Jaldes Reis de Meneses[1]

              Através do intimista e elegante filme Flores Raras, o cinema irregular e repleto de altos e baixos de Bruno Barreto deu-nos à luz ao melhor filme de sua longa carreira. É verdade Barreto já foi um dia, ainda nos tempos da Embrafilme, um cineasta que provou do gosto popular, principalmente quando consorciado à literatura apimentada da segunda fase romanesca de Jorge Amado e ao corpo brasileiro de uma jovem Sonia Braga, no formidável Dona Flor e Seus Dois Maridos, atingindo píncaros de bilheteria. Por outro lado, quando inventou de enveredar pelo thriller político,brindou-nos com o sofrível Que é isso, Companheiro?

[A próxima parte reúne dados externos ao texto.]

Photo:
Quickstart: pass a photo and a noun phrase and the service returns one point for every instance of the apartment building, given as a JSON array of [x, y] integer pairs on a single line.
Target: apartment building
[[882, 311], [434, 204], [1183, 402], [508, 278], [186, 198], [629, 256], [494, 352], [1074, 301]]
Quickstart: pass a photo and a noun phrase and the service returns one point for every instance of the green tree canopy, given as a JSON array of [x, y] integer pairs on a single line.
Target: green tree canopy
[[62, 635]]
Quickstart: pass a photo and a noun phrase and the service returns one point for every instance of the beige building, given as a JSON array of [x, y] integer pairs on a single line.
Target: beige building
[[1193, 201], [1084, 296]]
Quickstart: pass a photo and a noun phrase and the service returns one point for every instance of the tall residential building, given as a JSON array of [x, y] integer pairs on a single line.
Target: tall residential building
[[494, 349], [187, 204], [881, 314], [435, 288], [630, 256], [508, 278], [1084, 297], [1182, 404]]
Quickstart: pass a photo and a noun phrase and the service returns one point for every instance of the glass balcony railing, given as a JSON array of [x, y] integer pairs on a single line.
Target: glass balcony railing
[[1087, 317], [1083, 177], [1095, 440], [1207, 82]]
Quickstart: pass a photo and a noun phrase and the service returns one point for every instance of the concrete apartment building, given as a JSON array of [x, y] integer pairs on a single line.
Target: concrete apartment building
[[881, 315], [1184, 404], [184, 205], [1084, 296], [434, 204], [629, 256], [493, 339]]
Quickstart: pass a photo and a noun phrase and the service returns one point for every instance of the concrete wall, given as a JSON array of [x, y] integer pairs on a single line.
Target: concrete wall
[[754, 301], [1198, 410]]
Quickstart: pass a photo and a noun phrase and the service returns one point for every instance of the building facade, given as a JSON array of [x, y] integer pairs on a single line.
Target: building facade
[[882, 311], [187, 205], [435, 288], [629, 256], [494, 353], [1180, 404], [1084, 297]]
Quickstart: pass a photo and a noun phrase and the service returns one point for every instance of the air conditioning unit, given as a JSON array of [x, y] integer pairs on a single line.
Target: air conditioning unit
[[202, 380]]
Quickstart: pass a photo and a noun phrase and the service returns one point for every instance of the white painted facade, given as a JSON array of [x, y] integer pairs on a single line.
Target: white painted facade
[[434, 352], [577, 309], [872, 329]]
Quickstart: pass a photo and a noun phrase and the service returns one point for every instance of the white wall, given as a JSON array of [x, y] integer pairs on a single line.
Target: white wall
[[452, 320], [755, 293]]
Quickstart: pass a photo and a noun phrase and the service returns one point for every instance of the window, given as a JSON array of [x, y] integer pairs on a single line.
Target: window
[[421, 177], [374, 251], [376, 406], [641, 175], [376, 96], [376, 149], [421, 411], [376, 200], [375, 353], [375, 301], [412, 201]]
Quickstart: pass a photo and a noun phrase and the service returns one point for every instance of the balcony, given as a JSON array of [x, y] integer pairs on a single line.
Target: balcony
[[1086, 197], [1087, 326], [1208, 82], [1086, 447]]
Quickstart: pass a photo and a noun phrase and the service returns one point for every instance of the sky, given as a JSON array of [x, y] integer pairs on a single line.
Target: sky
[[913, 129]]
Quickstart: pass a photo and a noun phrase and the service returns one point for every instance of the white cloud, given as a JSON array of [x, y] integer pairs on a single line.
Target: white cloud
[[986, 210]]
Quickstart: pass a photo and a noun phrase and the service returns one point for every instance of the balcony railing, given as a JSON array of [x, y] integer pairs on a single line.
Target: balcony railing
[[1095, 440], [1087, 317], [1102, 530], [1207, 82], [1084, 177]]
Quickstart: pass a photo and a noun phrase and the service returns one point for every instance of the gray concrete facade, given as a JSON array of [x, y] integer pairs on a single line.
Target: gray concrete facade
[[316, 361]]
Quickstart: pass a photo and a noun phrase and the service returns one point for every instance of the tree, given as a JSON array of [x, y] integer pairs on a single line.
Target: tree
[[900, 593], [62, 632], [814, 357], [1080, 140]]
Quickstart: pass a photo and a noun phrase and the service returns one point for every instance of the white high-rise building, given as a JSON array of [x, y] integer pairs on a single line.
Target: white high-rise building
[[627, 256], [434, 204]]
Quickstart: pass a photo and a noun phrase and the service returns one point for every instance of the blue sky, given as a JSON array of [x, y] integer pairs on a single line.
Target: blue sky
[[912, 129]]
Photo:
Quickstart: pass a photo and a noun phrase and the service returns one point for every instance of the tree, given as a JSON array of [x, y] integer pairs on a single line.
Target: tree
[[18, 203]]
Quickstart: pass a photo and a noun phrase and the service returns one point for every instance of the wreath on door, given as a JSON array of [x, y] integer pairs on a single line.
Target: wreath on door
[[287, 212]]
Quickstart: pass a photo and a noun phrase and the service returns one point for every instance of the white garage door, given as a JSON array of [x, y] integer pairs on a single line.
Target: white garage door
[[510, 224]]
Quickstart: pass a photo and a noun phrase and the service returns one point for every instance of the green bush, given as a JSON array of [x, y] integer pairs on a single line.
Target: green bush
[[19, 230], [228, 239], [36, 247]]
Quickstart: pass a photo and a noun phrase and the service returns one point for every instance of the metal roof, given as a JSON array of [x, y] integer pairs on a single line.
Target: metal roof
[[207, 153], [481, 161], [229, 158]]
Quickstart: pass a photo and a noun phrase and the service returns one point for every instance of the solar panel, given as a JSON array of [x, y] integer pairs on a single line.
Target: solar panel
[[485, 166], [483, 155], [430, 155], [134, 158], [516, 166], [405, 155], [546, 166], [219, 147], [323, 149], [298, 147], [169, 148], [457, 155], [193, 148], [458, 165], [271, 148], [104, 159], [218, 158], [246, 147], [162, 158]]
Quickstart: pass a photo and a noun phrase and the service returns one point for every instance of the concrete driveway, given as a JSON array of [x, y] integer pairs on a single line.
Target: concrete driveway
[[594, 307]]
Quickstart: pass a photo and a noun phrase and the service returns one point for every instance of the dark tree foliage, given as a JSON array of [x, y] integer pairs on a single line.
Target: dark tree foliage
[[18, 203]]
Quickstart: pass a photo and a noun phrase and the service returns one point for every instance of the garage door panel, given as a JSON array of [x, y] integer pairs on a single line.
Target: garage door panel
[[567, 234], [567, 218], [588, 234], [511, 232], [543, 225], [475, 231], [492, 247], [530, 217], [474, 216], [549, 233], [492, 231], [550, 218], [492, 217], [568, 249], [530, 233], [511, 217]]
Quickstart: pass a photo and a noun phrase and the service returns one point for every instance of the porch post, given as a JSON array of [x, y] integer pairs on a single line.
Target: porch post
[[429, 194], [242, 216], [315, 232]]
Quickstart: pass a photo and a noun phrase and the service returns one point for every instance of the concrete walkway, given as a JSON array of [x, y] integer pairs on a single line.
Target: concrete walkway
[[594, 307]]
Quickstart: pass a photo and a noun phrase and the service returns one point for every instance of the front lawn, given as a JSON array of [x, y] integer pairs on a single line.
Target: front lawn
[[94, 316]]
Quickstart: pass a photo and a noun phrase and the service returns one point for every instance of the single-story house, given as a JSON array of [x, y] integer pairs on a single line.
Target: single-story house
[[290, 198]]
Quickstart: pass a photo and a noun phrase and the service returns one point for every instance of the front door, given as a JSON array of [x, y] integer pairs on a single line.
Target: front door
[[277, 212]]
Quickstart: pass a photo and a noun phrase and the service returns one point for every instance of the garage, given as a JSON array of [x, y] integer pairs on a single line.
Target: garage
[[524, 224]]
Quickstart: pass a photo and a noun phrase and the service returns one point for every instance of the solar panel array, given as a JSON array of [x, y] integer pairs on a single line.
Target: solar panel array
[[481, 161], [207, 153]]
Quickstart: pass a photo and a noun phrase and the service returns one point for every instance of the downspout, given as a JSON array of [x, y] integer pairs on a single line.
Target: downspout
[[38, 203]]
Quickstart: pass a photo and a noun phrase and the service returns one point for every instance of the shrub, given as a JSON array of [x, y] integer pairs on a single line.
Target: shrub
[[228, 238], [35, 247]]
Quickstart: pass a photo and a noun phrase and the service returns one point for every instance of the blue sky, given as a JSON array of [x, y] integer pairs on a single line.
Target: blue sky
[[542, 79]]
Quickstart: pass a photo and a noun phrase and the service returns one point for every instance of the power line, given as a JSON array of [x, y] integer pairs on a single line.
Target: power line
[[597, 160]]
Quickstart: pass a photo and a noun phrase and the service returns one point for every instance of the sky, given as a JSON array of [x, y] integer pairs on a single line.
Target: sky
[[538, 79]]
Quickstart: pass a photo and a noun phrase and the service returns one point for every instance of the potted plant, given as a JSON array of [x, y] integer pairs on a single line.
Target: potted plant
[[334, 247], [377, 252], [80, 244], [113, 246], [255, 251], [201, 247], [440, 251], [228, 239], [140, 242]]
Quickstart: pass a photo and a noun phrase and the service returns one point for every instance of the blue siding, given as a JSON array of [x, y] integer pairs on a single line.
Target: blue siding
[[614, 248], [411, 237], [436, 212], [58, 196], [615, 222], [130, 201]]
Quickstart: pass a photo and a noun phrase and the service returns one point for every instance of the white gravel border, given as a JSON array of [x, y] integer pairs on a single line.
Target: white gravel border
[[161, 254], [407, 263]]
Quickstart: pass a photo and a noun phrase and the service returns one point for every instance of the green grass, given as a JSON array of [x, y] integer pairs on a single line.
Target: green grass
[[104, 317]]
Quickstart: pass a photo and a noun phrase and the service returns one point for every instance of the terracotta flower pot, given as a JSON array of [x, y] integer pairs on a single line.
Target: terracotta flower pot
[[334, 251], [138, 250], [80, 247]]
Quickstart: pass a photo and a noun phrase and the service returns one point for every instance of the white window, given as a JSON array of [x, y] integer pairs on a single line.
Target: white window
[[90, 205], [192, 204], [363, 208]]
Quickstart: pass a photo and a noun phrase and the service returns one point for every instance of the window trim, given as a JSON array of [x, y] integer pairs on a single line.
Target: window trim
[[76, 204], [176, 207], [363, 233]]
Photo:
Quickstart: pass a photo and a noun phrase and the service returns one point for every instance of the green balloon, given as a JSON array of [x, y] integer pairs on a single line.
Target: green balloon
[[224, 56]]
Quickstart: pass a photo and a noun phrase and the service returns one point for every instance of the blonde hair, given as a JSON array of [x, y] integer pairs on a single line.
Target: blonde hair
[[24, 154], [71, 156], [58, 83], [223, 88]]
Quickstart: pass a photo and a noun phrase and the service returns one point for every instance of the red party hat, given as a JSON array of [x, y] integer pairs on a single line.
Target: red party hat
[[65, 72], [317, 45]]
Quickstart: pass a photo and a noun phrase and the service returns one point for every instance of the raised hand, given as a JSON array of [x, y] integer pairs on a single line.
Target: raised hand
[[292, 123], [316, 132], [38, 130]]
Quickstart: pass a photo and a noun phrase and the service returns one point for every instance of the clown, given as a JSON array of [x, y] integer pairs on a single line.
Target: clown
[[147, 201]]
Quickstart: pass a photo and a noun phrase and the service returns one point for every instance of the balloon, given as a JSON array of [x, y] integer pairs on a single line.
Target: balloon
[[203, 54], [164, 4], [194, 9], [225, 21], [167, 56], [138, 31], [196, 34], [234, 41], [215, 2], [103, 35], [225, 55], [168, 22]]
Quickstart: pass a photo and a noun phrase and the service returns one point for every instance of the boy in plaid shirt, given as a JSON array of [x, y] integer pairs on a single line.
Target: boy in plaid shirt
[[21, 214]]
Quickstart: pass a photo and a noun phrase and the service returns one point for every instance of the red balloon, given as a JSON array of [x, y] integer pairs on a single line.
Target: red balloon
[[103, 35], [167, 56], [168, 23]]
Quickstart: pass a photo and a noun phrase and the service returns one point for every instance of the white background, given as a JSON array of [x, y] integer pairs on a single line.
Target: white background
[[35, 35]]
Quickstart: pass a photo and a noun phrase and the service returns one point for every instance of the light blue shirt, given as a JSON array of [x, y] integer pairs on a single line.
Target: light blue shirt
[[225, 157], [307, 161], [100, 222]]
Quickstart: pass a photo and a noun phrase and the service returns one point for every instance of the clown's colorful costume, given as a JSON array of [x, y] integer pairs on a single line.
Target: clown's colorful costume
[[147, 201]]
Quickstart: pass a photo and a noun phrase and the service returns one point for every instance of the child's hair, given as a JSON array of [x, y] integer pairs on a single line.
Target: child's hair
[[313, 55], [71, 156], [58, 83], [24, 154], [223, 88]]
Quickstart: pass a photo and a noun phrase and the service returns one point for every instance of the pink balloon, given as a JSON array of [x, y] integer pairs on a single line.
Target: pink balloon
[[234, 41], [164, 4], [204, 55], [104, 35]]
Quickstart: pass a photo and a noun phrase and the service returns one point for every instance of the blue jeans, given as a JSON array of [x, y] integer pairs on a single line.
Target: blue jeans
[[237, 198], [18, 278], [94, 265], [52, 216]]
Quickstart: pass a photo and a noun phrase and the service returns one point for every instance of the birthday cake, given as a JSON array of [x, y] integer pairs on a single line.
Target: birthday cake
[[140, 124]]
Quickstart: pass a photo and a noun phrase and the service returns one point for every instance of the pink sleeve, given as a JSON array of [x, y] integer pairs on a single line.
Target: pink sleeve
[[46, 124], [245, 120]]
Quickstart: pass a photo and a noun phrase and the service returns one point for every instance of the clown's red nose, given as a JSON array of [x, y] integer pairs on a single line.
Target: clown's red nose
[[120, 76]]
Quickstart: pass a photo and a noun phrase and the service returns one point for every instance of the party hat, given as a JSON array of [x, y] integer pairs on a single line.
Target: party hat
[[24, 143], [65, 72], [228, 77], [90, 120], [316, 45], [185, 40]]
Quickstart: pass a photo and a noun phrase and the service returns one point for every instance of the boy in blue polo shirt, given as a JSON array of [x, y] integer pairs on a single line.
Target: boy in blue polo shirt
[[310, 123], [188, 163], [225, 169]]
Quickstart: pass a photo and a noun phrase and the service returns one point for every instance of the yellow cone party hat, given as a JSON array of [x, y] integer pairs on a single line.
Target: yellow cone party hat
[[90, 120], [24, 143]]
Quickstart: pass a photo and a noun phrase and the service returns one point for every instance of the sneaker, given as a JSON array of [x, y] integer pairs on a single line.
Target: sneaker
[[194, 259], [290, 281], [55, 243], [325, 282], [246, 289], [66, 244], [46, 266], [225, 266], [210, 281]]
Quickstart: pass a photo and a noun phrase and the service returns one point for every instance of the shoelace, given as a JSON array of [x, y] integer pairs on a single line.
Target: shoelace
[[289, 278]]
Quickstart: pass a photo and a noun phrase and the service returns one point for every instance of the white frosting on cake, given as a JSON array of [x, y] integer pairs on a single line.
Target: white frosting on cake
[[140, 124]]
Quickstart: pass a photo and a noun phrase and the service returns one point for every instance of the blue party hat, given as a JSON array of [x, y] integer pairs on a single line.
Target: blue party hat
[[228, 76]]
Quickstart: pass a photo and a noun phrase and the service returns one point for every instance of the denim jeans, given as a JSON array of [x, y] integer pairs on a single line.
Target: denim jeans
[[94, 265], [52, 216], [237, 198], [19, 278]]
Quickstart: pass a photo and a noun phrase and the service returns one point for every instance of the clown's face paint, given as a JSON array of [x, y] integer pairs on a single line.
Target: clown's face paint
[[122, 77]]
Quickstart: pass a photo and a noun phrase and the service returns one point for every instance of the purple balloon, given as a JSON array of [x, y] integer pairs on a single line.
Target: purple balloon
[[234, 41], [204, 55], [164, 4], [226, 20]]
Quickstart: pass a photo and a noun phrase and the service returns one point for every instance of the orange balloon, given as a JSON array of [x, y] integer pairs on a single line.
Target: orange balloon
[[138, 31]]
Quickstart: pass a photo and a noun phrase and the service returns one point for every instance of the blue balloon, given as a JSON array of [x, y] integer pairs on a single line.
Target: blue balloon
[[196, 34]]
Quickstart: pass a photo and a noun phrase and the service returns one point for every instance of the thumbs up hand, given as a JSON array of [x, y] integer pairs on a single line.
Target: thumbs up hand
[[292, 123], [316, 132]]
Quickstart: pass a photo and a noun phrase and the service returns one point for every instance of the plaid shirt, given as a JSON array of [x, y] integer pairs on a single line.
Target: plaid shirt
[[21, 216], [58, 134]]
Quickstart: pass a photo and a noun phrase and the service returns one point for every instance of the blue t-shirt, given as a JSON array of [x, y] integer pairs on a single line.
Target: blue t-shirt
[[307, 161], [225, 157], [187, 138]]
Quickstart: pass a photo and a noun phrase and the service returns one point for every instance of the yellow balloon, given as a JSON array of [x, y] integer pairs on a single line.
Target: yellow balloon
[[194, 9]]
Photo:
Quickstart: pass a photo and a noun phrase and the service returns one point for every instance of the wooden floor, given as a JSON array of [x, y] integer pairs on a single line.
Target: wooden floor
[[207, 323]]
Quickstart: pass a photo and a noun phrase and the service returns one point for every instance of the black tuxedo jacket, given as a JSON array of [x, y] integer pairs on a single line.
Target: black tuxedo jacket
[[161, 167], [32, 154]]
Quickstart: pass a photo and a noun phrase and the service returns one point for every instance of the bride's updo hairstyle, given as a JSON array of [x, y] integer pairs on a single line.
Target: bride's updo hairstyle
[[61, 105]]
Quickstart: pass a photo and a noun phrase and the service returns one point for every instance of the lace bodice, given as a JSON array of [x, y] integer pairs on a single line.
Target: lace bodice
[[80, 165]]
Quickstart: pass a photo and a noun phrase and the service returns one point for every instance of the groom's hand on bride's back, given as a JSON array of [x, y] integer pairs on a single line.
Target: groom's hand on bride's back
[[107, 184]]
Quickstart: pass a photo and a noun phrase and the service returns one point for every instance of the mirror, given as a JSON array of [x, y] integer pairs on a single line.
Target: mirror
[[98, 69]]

Começo a constatar, examinando em retrospectiva o conjunto da obra, que o melhor cinema de Barreto se move por uma embocadura intimista, em vez do cinema popular ou o thriller político. Isto desde a sua estréia aos 18 anos, quando se lançou com ares de menino prodígio, filmando o também tocante Tati, a Garota (adaptação de um conto de Aníbal Machado), filme que contava a história de vida de uma mulher solteira grávida que se muda com a filha de seis anos de um bairro da periferia para Copacabana.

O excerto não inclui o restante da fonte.